同業他社の窓から見たさわかみファンドの姿
私は当社でアナリストという仕事を17年前に初めてお預かりしましたが、一昨年に復帰するまでの3年間ほどは同業他社にご縁をいただいておりました。そこはまさに“株価”で勝負をする世界。現場でのスピードへの要求は大変高いものでしたが、それは機械的に投資済みの沢山の企業の状況報告であったり、「次何買えばいい?」というファンドマネージャーからの質問への対応であったりと、投資先を入れ替えるスピードそのものが目的となっているようなところがありました。
短期間での株価で評価も報酬も決まる業務は刺激的で、ある種中毒状態のような毎日を過ごすことができましたが…、そのような中初めて他社の窓からさわかみファンドを見た私が改めて実感したのは、12万人のファンド仲間の凄みでした。運用とは「ファンドという船に乗って大海原を航海する」ことに似ていますが、慣れない船旅では毎日の波(株価変動)に対する不安は付き物です。にも拘わらず、さわかみファンドの投資先企業にこだわり、そのリターンに質も求めるという運用方針に共感していただけていること、また大きな変動の中でもどっしりと構え長期的に資産を形成されてきた実績を持つ皆さまがいること、それは乗客というより正に“ファンド仲間自身がつくり上げている船である”とさえ見えたのでした。
それでも私たちは力強く進んでいく
さて26年目に入っているさわかみファンドの航海ですが、どうも穏やかとは言い難い状況が待っていそうです。
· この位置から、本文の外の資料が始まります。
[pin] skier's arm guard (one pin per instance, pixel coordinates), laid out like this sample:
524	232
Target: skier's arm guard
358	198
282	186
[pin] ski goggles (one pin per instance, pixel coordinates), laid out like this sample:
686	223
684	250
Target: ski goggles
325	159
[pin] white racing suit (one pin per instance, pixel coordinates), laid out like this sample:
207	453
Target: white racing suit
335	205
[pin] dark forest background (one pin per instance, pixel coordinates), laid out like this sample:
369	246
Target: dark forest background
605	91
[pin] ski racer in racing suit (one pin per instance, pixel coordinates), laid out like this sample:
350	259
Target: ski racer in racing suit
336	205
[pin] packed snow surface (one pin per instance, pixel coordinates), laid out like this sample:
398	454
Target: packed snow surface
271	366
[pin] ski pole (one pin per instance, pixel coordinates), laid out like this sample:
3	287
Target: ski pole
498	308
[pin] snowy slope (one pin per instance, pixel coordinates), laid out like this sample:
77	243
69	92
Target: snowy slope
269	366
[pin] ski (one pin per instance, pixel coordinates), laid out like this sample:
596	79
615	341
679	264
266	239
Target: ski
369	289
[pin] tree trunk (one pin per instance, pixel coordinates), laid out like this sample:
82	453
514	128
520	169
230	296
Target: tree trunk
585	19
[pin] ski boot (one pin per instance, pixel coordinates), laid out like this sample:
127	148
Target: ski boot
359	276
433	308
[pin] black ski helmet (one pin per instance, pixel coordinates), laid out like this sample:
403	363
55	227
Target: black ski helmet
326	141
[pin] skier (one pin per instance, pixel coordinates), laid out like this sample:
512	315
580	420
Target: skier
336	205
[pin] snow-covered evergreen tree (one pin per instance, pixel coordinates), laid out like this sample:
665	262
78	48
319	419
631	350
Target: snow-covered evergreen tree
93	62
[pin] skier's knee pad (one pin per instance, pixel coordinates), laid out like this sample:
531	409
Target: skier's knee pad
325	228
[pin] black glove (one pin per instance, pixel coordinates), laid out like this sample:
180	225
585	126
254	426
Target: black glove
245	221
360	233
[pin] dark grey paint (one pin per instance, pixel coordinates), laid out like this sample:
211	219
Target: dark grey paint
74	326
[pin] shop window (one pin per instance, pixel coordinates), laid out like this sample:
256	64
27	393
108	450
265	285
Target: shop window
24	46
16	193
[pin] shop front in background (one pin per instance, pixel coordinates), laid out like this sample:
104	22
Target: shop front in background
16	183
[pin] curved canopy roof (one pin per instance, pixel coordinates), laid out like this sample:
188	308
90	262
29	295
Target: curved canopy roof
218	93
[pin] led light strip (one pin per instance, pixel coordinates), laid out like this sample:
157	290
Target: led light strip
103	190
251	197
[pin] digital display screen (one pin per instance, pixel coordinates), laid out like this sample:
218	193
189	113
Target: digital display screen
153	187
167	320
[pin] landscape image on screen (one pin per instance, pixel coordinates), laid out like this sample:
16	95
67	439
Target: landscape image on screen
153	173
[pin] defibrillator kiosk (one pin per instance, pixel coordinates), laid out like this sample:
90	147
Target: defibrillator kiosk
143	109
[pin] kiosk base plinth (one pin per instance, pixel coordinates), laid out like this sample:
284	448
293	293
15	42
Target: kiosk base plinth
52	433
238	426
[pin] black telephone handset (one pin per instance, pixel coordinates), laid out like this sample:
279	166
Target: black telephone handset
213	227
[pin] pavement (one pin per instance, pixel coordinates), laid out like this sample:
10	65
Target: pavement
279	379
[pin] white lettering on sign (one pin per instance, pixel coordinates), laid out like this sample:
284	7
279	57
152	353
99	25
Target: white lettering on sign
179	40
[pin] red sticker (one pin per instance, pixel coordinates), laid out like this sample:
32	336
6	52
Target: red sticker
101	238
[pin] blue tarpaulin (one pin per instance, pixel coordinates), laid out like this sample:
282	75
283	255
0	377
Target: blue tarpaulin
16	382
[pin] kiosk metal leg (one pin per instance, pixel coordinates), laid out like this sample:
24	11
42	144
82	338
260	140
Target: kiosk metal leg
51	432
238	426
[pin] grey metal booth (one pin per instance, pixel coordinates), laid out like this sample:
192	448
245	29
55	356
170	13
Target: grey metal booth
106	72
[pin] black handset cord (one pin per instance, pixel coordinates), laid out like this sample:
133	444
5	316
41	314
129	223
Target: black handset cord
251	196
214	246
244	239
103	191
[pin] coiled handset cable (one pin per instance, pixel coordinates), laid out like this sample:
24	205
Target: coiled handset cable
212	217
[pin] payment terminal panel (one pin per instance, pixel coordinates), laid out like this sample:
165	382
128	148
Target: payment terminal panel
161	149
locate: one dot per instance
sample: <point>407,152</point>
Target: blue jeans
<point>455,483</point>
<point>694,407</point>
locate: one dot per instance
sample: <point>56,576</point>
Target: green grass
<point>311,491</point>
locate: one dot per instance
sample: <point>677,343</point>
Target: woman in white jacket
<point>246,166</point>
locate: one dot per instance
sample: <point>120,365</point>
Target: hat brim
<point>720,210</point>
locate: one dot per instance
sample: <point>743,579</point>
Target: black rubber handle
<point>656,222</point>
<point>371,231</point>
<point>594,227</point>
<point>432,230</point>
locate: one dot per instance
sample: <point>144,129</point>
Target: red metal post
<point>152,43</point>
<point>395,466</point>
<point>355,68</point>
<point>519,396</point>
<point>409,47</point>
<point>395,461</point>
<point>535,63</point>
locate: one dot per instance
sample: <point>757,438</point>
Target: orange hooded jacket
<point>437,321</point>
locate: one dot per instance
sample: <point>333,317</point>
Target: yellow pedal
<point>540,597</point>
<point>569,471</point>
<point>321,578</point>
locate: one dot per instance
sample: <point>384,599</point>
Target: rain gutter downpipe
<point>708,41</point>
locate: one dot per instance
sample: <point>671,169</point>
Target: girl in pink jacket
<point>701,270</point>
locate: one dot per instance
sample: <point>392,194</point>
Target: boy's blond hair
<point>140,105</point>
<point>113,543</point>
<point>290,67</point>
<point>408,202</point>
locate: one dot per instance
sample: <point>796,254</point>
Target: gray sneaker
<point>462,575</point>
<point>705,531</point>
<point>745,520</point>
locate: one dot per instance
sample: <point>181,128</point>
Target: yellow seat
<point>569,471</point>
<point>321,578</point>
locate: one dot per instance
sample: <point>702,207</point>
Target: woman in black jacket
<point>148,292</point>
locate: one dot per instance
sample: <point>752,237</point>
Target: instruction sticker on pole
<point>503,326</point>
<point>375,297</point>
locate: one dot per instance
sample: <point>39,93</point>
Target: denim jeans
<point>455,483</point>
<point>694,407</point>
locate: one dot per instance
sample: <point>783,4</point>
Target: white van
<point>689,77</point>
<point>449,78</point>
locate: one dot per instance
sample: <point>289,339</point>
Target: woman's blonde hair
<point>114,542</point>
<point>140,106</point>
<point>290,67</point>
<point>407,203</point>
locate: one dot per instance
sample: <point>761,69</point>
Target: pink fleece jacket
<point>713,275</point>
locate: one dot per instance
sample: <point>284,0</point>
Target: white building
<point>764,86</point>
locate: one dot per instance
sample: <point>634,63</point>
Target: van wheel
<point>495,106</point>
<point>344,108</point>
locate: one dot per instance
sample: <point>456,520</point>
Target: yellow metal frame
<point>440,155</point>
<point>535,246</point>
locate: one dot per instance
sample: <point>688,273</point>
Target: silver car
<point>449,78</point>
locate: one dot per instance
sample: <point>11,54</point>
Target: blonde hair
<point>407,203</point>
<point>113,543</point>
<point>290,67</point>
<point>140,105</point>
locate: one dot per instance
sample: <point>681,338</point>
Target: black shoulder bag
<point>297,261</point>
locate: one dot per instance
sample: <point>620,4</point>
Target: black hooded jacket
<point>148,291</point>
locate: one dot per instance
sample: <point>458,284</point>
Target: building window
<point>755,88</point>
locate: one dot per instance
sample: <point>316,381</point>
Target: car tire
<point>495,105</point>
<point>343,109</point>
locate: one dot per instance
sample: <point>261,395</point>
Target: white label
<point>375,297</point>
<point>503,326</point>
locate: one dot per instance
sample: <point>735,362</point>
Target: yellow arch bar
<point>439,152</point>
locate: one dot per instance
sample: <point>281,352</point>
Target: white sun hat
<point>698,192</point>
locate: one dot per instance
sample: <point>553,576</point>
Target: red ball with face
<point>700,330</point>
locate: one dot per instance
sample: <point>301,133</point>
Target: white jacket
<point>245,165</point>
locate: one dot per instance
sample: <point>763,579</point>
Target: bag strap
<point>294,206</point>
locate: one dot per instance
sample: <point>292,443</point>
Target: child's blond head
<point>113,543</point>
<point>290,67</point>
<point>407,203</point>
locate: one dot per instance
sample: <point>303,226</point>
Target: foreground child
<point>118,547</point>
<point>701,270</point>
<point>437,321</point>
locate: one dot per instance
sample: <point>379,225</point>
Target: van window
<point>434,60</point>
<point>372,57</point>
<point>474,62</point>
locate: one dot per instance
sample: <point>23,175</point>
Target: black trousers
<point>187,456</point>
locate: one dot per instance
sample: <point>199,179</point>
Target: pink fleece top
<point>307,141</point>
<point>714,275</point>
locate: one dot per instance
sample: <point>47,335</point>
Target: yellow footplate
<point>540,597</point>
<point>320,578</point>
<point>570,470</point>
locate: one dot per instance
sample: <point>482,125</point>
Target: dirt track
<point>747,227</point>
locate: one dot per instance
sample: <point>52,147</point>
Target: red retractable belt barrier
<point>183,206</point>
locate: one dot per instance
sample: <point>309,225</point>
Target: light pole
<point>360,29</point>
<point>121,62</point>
実体経済が好調なのか不調なのかは斑模様で意見も分かれるところですが、現状の歪みには強い違和感があります。サプライチェーン効率化や循環型社会推進というグローバルで進めていた協力体制は、コロナ後の趨勢の中で自国第一主義が強まり逆回転を始めています。またそこを土台に形成されるべき様々な市場価格も、行き過ぎた過剰流動性が引くに引けないマネーゲームをつくり出しているように見えます。
不安は人を反応的にしがちですが、私たちは下を向くわけには行きません。子供たちは日々大人へと成長し私たちの生活も続きます。ご縁あっての復帰以降、私はこのさわかみファンドの大きな成長こそが後世に大人の背中を見せることになるのではないかとの思いを強くしています。
今年も理念に沿った変化は厭わず、愚直に直販を貫き、皆さまとのそばにいる努力を惜しみませんので、荒波を共に乗り切って行きましょう!